We were silent for a while, he looking at me, a little concerned, me looking into space, thinking about the evening.

“I went to see my mom today,” I said, my voice still sounding a little like someone who had been crying. David smiled.

“How is she?” he asked.

“She’s better,” I said. “I talked to her doctor. He thinks it would be good for her to come home for a few days, perhaps a week. See how it goes. He says she’s so much better, she can soon come home altogether, and just come see him two or three times a week. She would have to take some antidepressants, but the ones she is taking now have been very good for her. She told me so herself, they don’t make her sick like the ones she was taking before did. She’s even laughing a little.”

David had probably realized why my aunt and I had fought by now, but I told him anyway.

“The thing is, for that to happen a legally independent individual will have to stay with us, at least at first, and my aunt is the only one who could possibly do it. Of course she won’t.”

I was getting warmer, and talking about this made me feel better, so I just kept talking.

“I really like her doctor,” I said. “I went to see him before I started to convince her to sign herself in. She had stopped laughing and eating like she used to and started staring into space more than two months before that. Then she threw some sort of a tantrum at work, accusing a few of her colleges of killing the world. She was forced to take a leaf of absence. Then she stopped eating on her own. I had to make her do it. And she just stared. She didn’t talk to me anymore. The doctor told me he had heard about her tantrum. He knew about her past, and he thinks that, although she did a lot of good when she was working with doctors without borders, she probably saw a lot of bad things too, and for someone who is so passionate about helping the world, things like that must have eaten at her. So he thinks she must have blocked the memories out, or at least one memory of something really horrible, and something reminded her of it. He told me a lot of people went a little crazy after remembering things they had blocked out. It’s not good for anybody to do something like that, but sometimes our mind just takes over to protect us from the pain. He also told me some people never recover from something like that, and that mom might be staying with them for a long time.”

“You still convinced her to sign herself in?” David asked. “What if they had never wanted to let her out again?”

“As I said, I liked her doctor, and he promised me that he would try to help her as long as he was still a psychiatrist. Besides, I knew what depression could do to people, and I was afraid she would hurt herself … or even kill herself.”

I was getting warm now, but it wasn’t just because of the blanket. My eyes were burning, and then I started crying again. I hid my face in my hands, trying not to let David see. I felt it enough of an intrusion to knock on his window at two in the morning, but to start crying my eyes out was too much.

Apparently I wasn’t very good at hiding my tears. I felt David sit beside me, and then he put his arms around me in comfort. It felt nice. He was warm. He rubbed my back.
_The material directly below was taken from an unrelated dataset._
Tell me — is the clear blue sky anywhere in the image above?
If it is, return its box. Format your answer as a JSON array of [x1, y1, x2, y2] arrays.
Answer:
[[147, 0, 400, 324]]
“Sometimes I’m afraid my aunt will never let me get her out of there,” I said through the tears.

“You turn 16 one day,” David said reassuringly. “She can’t stop you then.”

I looked at him. For the second time in my life I froze, staring in his eyes. Then I kissed him. Three seconds passed, and then he kissed me back. He put his hand under the back of my head and kissed me warmly. Then my eyes broke and I started crying again. I bowed my head, ashamed of how I was acting.

“I’m sorry, I …”

He put his hand on my cheek for a moment.

“Shhh, don’t,” he said softly. “Lie down, come on.”

I lied down on my side. He lied down beside me, facing me. He put the covers over us and put his arms around me. He held me very tight. I felt his warm body and embrace, and I felt safe. There’s something indescribably comforting about another person’s body close to you, holding you. I let all my sorrow out, and cried myself to sleep.